Sam Altman Start-Up Worldcoin ‘Close To Securing $100m’
Worldcoin, co-founded by OpenAI chief Sam Altman, close to securing $100m in new funding round amidst ‘crypto winter’
A start-up founded by OpenAI chief executive Sam Altman is on track to secure $100 million (£80m) for its vision of providing free crypto tokens to users that are secured by iris scans and other forms of biometric identity information.
The Worldcoin project launched an initial version of its World App earlier this month and says it has more than 1.6 million users through its beta-testing programme.
The start-up has an ambitious vision of creating a decentralised “World ID” that is authenticated by retinal and body scans carried out by a spherical device it calls an Orb – something that has attracted criticism over potential privacy issues.

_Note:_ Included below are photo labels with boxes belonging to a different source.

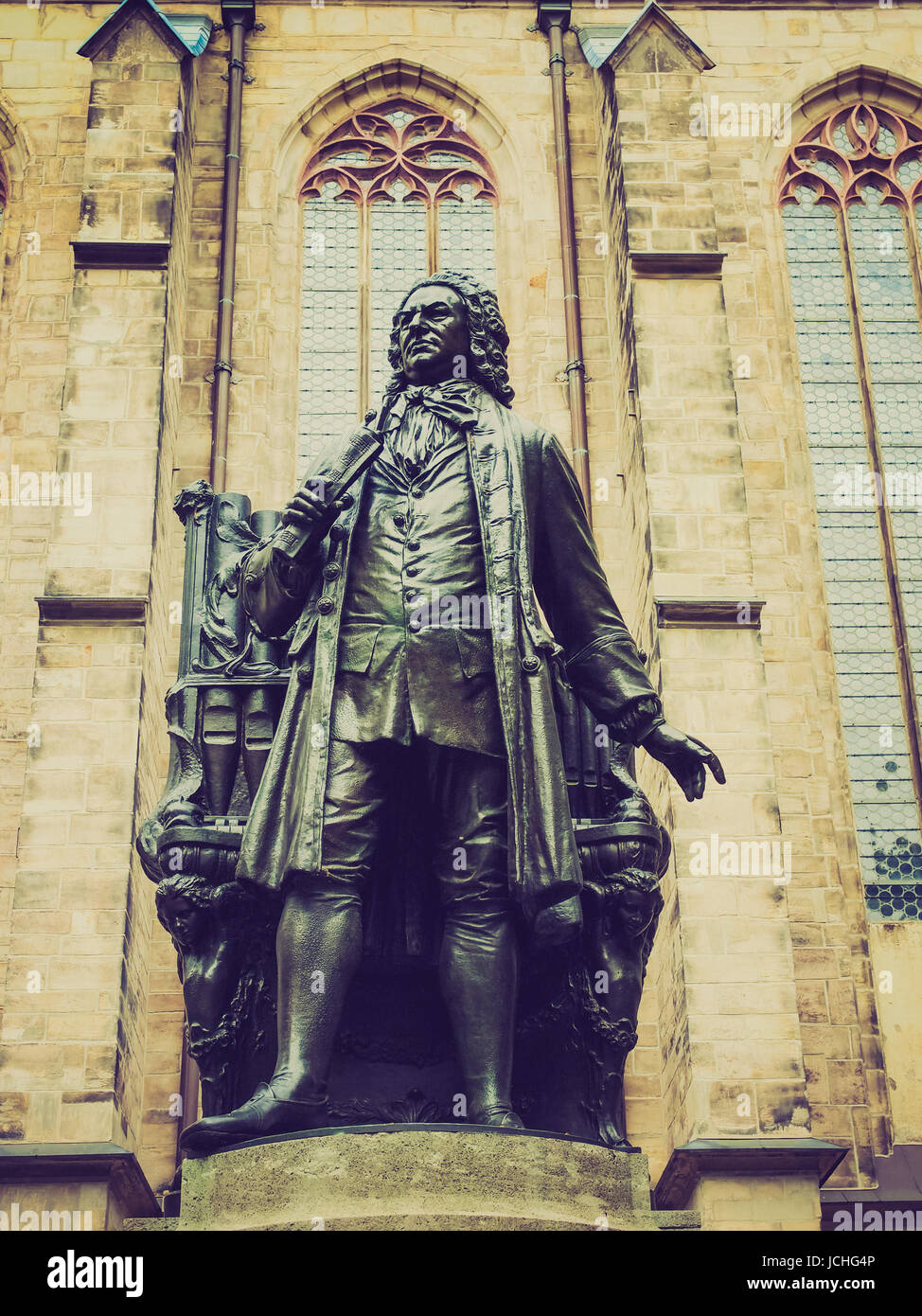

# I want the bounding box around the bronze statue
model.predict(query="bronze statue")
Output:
[170,273,723,1154]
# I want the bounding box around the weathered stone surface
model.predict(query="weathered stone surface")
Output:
[125,1127,697,1232]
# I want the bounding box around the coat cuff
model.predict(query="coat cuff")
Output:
[611,695,665,745]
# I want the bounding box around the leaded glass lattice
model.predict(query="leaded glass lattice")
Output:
[781,104,922,920]
[297,183,359,475]
[297,98,496,475]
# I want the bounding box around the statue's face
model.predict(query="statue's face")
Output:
[165,897,204,951]
[395,283,470,384]
[619,891,652,937]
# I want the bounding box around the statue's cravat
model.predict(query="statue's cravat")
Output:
[384,379,480,473]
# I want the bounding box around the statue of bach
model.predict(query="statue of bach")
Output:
[183,273,725,1154]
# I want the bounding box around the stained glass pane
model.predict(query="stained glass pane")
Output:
[371,183,429,405]
[297,185,359,479]
[848,187,922,831]
[783,197,922,918]
[438,185,496,291]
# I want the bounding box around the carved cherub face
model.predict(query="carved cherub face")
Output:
[395,283,470,384]
[163,897,205,951]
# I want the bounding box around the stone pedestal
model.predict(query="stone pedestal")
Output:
[129,1124,699,1231]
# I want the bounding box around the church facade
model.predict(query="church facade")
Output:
[0,0,922,1231]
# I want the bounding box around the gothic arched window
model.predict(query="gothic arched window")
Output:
[297,98,496,472]
[780,102,922,920]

A key part of the firm’s vision is to give away free cryptocurrency to those who take part in the biometric identity programme, ultimately establishing a form of “universal basic income” to offset the potential job losses created by artificial intelligence.
Investment
The company received $3m in investment in 2021 and carried out an initial $100m coin sale early last year that valued its supply of tokens at $3bn, according to tech publication the Information.
Now it is near to raising another $100m to fund its ongoing launch and expansion plans, the Financial Times reported on Sunday.
The funding is “remarkable for a project in this space” due to the “crypto winter” currently affecting digital assets, one of the people with knowledge of the fundraising told the newspaper.
The funding round reportedly includes existing and new investors. Previous investors include Khosla Ventures, Andreessen Horowitz’s crypto fund, FTX founder Sam Bankman-Fried and internet entrepreneur Reid Hoffman.
Biometric identity
Altman and Alex Blania founded Worldcoin in 2019, but the firm has to date kept a far lower profile than OpenAI, the company that launched ChatGPT publicly last autumn and sealed a multibillion-dollar deal with Microsoft earlier this year.
Once users have privately established their identity using the Orb, they can use their World ID via the World App to log into websites and maintain privacy-protecting pseudonyms online, with the app providing assurance that they are a real person and not an AI-powered bot.
The Orb “uses iris biometrics to establish an individual’s unique personhood, then creates a digital World ID that can be used pseudonymously in a wide variety of everyday applications without revealing the user’s identity”, the company says on its website.